I smiled back. "You need to broaden his horizons, Custer."
"Every time Pud tries to broaden my horizons, my wife gets mad," Milligan said, smiling. I knew that Pud was the first syllable of Pudding, because they'd started calling Custer Custard as a nickname, but in that mysterious way of nicknames it had changed into Pudding and then Pud. How did I know? I asked.
Micah chuckled and shook his head. "Your wife made me promise that I wouldn't let Custer lead you astray when we traveled out of town."
"I know she talked to you, sir."
"It's jus
t Micah, or Mr. Callahan--no sir needed."
"Are you serious? Your wife talked to Micah about me?" Custer asked.
Milligan nodded. "That last weekend trip, you almost cost me my marriage."
"I thought you were joking about that," Custer said.
His friend shook his head.
"Well, fuck, man, I'm sorry. I didn't mean that." Custer actually looked serious, which wasn't typical for him.
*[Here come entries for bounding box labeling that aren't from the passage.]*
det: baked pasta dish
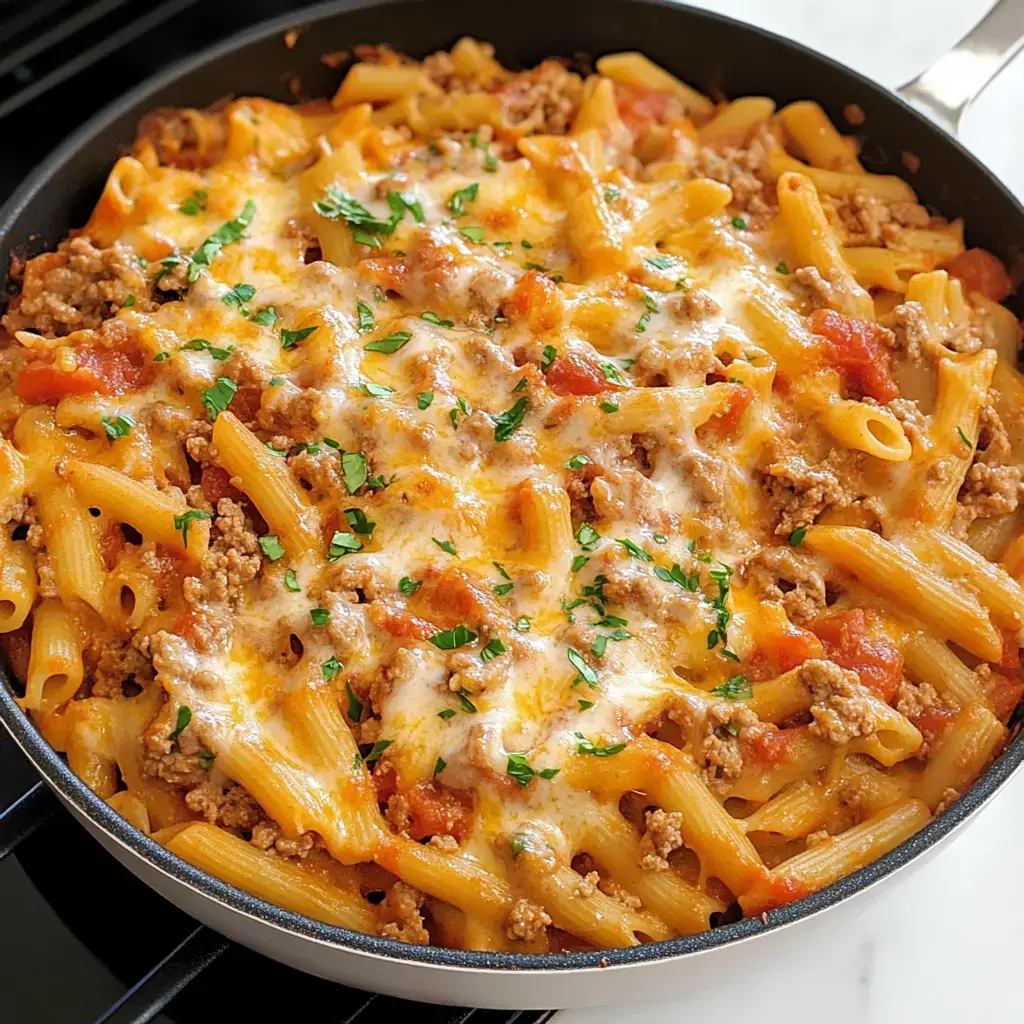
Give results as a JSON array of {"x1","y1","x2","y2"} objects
[{"x1": 0, "y1": 39, "x2": 1024, "y2": 952}]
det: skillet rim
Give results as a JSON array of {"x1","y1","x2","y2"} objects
[{"x1": 0, "y1": 0, "x2": 1024, "y2": 974}]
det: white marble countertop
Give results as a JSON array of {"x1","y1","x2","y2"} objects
[{"x1": 555, "y1": 0, "x2": 1024, "y2": 1024}]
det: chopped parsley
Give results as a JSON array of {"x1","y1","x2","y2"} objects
[
  {"x1": 178, "y1": 188, "x2": 208, "y2": 217},
  {"x1": 249, "y1": 306, "x2": 278, "y2": 327},
  {"x1": 566, "y1": 647, "x2": 597, "y2": 686},
  {"x1": 480, "y1": 637, "x2": 507, "y2": 663},
  {"x1": 505, "y1": 754, "x2": 559, "y2": 786},
  {"x1": 428, "y1": 623, "x2": 476, "y2": 650},
  {"x1": 174, "y1": 509, "x2": 213, "y2": 549},
  {"x1": 712, "y1": 676, "x2": 754, "y2": 700},
  {"x1": 573, "y1": 732, "x2": 626, "y2": 758},
  {"x1": 362, "y1": 739, "x2": 391, "y2": 765},
  {"x1": 449, "y1": 181, "x2": 479, "y2": 216},
  {"x1": 220, "y1": 284, "x2": 256, "y2": 316},
  {"x1": 341, "y1": 452, "x2": 368, "y2": 495},
  {"x1": 345, "y1": 508, "x2": 377, "y2": 537},
  {"x1": 99, "y1": 413, "x2": 135, "y2": 441},
  {"x1": 362, "y1": 331, "x2": 413, "y2": 355},
  {"x1": 345, "y1": 681, "x2": 362, "y2": 722},
  {"x1": 654, "y1": 562, "x2": 700, "y2": 594},
  {"x1": 259, "y1": 534, "x2": 285, "y2": 562},
  {"x1": 181, "y1": 338, "x2": 234, "y2": 362},
  {"x1": 420, "y1": 309, "x2": 455, "y2": 327},
  {"x1": 355, "y1": 301, "x2": 377, "y2": 334},
  {"x1": 615, "y1": 537, "x2": 654, "y2": 562},
  {"x1": 327, "y1": 529, "x2": 362, "y2": 562},
  {"x1": 494, "y1": 397, "x2": 529, "y2": 441},
  {"x1": 281, "y1": 325, "x2": 319, "y2": 349},
  {"x1": 190, "y1": 199, "x2": 256, "y2": 285},
  {"x1": 167, "y1": 705, "x2": 191, "y2": 743},
  {"x1": 202, "y1": 377, "x2": 239, "y2": 422}
]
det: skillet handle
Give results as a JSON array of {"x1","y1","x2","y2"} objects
[{"x1": 896, "y1": 0, "x2": 1024, "y2": 135}]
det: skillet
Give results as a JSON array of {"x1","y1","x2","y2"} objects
[{"x1": 0, "y1": 0, "x2": 1024, "y2": 1009}]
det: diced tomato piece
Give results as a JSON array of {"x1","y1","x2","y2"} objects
[
  {"x1": 814, "y1": 608, "x2": 903, "y2": 703},
  {"x1": 546, "y1": 352, "x2": 611, "y2": 395},
  {"x1": 945, "y1": 249, "x2": 1014, "y2": 302},
  {"x1": 709, "y1": 384, "x2": 754, "y2": 437},
  {"x1": 402, "y1": 780, "x2": 473, "y2": 842},
  {"x1": 502, "y1": 270, "x2": 564, "y2": 334},
  {"x1": 15, "y1": 362, "x2": 104, "y2": 406},
  {"x1": 743, "y1": 726, "x2": 790, "y2": 768},
  {"x1": 615, "y1": 85, "x2": 675, "y2": 135},
  {"x1": 987, "y1": 672, "x2": 1024, "y2": 723},
  {"x1": 411, "y1": 566, "x2": 494, "y2": 629},
  {"x1": 99, "y1": 522, "x2": 127, "y2": 572},
  {"x1": 913, "y1": 708, "x2": 956, "y2": 743},
  {"x1": 16, "y1": 345, "x2": 156, "y2": 404},
  {"x1": 758, "y1": 623, "x2": 823, "y2": 672},
  {"x1": 765, "y1": 873, "x2": 811, "y2": 910},
  {"x1": 810, "y1": 309, "x2": 899, "y2": 402},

Milligan and Custer were part of a SEAL unit that had been attacked by a group of insurgents that thought being wereanimals made them a match for the SEALs. They'd been wrong, but the six-man unit had lost one of their own and the surviving five had all tested positive for lycanthropy, which meant an automatic medical discharge. We had other former military for similar reasons. One of them had brought the unit to our attention, and we'd offered them jobs.
Some of the private contractor firms would take shapeshifters, but they were all new enough shifters that full moons meant they were either in secure areas or with older, more experienced lycanthropes who babysat them as they learned to control their inner beasts. Until they got complete control of themselves they couldn't work for any of the private contractor firms, because their rule was that you had to be a lycanthrope for at least two years before you could apply. Some companies insisted on four years, and not all countries would allow lycanthropes across their borders. The former SEALs had less than a year of turning furry. When the time was over they might decide to go to the other firms, because the money was better, for some assignments a lot better, but the money here wasn't bad and the level of life-threatening danger was much lower. Either way, they had good jobs with benefits for them and their families while they were deciding what to do next with a set of skills that was impressive as hell but of limited use in the civilian sector. So far their biggest complaint, and only from Custer and one other, was that there hadn't been enough excitement on the job.